Спина мужчины внезапно напряглась, словно он почувствовал ход ее мыслей. Он обернулся, и на лице его появилась кривая ухмылка:
– Потребовалось мужество, чтобы отыскать чайник в коробке с шампунями. Стиснуть зубы и так далее.
– Неподалеку есть баня, в которую мы с тетей… – Полина потрясла головой, стараясь обойтись без подробностей и не поддаваться притяжению улыбки расплывшейся на суровом привлекательном лице. И только со второй попытки сумела выговорить: – Я не собиралась пить чай. Меня вообще не должно здесь быть.
– Верно подмечено, – саркастически признал Хромцов, почти не давая себе труда скрыть, что считает полной глупостью ее подвиг, однако очень ей за него благодарен.

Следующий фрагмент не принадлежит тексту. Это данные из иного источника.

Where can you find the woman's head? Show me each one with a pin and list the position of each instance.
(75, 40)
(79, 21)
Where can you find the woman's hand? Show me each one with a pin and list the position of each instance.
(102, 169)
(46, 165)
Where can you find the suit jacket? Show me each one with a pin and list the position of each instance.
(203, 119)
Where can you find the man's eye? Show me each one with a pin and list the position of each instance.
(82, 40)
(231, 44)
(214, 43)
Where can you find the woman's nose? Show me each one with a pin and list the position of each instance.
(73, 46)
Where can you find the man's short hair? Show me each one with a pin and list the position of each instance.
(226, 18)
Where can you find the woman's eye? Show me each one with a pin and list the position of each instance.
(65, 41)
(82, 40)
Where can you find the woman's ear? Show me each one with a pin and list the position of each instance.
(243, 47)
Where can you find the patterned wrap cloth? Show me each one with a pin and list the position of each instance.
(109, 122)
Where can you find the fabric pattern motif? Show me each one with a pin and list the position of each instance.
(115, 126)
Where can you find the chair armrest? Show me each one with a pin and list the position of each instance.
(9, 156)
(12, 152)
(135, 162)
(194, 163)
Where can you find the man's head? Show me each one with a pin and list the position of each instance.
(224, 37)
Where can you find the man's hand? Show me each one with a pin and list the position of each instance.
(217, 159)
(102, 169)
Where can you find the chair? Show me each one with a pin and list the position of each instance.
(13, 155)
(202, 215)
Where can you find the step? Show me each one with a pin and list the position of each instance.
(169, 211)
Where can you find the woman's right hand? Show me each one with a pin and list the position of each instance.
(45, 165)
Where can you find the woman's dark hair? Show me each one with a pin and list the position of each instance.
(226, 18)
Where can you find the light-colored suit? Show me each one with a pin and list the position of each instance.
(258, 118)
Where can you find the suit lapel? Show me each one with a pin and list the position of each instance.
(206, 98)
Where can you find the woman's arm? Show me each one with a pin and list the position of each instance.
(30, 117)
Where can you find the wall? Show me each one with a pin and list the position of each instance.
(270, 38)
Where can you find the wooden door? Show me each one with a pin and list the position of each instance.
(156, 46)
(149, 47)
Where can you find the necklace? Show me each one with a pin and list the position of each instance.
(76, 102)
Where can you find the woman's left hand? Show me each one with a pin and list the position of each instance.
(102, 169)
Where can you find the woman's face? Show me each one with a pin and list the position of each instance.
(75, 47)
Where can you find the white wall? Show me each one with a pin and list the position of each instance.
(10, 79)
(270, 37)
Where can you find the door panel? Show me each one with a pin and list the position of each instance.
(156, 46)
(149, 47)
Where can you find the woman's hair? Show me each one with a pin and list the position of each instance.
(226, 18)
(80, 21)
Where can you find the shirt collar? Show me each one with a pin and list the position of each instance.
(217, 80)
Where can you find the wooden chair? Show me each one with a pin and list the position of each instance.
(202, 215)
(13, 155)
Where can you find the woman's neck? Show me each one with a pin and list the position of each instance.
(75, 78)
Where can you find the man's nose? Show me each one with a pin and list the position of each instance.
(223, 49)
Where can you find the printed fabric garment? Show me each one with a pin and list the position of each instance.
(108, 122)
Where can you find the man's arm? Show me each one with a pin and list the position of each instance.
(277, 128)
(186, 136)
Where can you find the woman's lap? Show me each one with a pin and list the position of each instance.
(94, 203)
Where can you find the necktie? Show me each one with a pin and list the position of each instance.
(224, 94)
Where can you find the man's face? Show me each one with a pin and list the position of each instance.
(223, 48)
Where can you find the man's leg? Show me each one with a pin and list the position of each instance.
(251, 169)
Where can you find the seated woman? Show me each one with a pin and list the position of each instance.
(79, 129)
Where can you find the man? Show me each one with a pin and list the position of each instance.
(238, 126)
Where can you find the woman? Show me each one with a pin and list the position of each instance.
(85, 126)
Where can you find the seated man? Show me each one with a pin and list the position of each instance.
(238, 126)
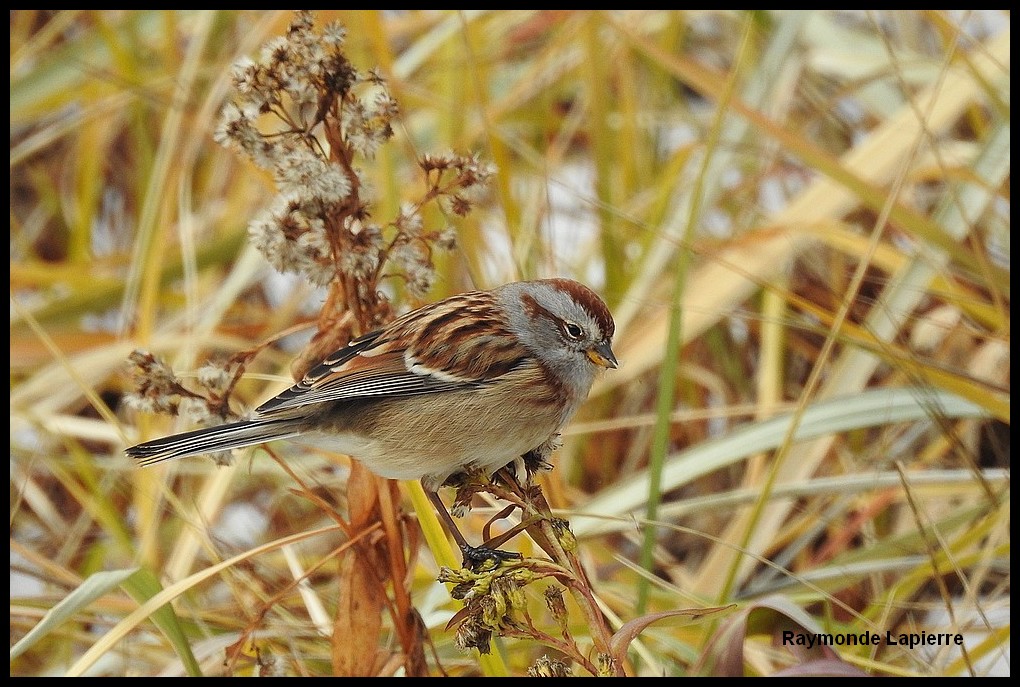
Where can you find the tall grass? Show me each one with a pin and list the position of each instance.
(811, 209)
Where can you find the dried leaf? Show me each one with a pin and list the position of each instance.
(620, 641)
(356, 632)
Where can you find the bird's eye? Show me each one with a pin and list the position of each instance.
(573, 331)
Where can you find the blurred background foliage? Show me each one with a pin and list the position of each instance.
(800, 219)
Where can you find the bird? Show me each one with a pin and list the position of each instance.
(471, 382)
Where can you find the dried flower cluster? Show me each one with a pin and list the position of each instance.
(159, 389)
(494, 598)
(303, 112)
(307, 115)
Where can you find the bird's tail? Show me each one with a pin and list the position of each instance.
(211, 439)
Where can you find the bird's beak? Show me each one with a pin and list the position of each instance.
(602, 355)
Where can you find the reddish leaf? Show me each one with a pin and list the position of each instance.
(620, 641)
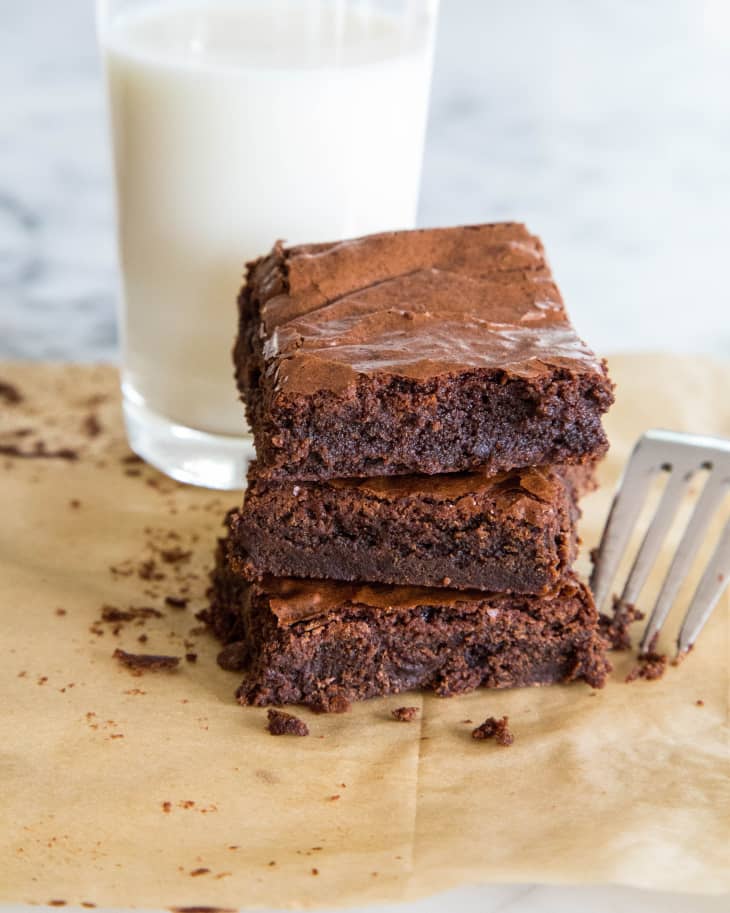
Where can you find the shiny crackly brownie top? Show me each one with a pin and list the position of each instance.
(414, 304)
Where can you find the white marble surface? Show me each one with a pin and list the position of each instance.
(604, 125)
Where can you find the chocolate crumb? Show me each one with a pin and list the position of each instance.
(175, 555)
(652, 665)
(146, 662)
(10, 394)
(336, 704)
(493, 728)
(615, 627)
(405, 714)
(202, 909)
(92, 426)
(281, 723)
(148, 571)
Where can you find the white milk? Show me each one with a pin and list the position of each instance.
(234, 124)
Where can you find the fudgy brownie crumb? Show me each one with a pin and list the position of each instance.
(336, 703)
(174, 555)
(650, 667)
(615, 627)
(92, 426)
(10, 394)
(281, 723)
(202, 909)
(493, 728)
(146, 662)
(404, 714)
(39, 452)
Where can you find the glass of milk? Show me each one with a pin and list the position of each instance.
(236, 123)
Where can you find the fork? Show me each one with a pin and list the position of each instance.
(681, 456)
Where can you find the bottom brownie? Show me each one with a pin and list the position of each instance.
(323, 643)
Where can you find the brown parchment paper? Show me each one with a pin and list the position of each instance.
(628, 785)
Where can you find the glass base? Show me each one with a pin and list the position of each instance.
(196, 457)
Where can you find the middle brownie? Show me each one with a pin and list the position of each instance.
(512, 532)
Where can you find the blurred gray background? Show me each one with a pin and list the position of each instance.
(604, 124)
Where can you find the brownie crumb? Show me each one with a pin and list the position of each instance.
(650, 667)
(175, 555)
(493, 728)
(325, 704)
(148, 571)
(281, 723)
(10, 394)
(146, 662)
(405, 714)
(39, 452)
(92, 426)
(202, 909)
(615, 627)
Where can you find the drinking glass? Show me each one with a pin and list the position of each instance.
(235, 123)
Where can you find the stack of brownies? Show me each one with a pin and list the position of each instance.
(425, 420)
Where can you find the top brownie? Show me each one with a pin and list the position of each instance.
(428, 351)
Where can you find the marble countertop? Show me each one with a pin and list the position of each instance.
(605, 126)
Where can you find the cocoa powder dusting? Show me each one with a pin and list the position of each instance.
(404, 714)
(138, 663)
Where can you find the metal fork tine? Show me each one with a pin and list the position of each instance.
(622, 517)
(685, 554)
(709, 590)
(657, 531)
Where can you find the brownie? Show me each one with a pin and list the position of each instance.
(321, 643)
(432, 351)
(511, 532)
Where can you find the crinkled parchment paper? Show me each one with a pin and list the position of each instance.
(160, 791)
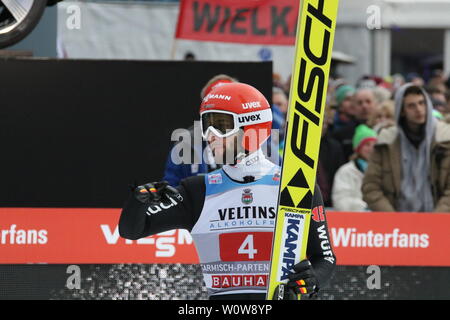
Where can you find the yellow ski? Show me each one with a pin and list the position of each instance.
(307, 99)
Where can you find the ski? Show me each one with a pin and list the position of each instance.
(314, 43)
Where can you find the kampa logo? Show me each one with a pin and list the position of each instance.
(247, 196)
(251, 105)
(253, 117)
(290, 245)
(161, 206)
(217, 96)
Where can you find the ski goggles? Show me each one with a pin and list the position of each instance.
(224, 123)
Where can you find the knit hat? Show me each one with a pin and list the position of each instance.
(362, 135)
(343, 92)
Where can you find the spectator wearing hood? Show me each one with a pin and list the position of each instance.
(409, 169)
(347, 194)
(365, 106)
(344, 96)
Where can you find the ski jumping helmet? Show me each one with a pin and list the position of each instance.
(232, 106)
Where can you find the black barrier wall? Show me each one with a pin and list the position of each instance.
(76, 133)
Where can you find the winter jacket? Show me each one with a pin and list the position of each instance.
(347, 194)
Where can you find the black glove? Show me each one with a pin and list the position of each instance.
(157, 192)
(302, 282)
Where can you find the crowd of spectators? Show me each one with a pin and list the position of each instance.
(385, 143)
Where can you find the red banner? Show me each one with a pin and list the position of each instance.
(66, 236)
(242, 21)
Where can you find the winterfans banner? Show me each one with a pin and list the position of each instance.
(80, 236)
(242, 21)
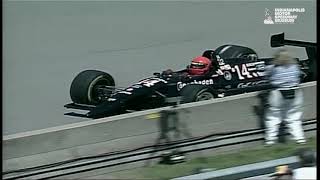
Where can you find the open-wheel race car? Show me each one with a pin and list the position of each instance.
(225, 71)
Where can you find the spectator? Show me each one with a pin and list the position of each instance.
(308, 169)
(285, 98)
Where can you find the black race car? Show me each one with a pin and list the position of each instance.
(230, 70)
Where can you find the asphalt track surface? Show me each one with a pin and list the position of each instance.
(47, 43)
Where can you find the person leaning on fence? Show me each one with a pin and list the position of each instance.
(285, 98)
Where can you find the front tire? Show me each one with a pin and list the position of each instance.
(84, 87)
(196, 92)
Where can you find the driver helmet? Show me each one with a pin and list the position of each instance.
(199, 66)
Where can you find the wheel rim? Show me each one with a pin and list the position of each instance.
(204, 96)
(93, 96)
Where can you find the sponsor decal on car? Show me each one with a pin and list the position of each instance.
(180, 85)
(249, 84)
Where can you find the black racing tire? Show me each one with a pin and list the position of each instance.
(82, 90)
(196, 92)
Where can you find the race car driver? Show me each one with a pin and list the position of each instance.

– Я также понимаю, что мне необходимо уйти. Необходимо! – она на мгновенье закрыла глаза. – Ясно дело -я дура, вы-то знаете меня. А я вас совсем не знаю!
– Опять верно, – сухо подтвердил он, больше не сердясь на Полину, скорее поражаясь ее прямолинейности. После недолгой внутренней борьбы также отметив для себя некую живость ее повадок, за которую ярые поборники условностей могли посчитать Полину нахальной. Не Хромцов. Ему приятно было думать, что он чего-то ей стоит.
Полина знала, что ей пора уйти, но была не в силах – и не в силах вспоминать, как он поймал ее за волосы, осторожно оттащил от входа, чтобы никто их не услышал. Не то чтобы она нервничала, как дочь высокопоставленного чиновника она редко нервничала. Скорее ощущала затылком шум за дверью, указывающий на то, что к закату солнца все пляжные полотенца будут свернуты, и они останутся на пляже одни.
Заметив, что она подтолкнула к нему пакет и скользит вдоль мебели обратно к двери опасливо на него глядя, Хромцов убрал ногу с ящика. Подошел к ней. Полина словно приросла к полу, разом вспомнив, что вблизи гаражей с красивыми девушками постоянно случатся всякие ужасные вещи.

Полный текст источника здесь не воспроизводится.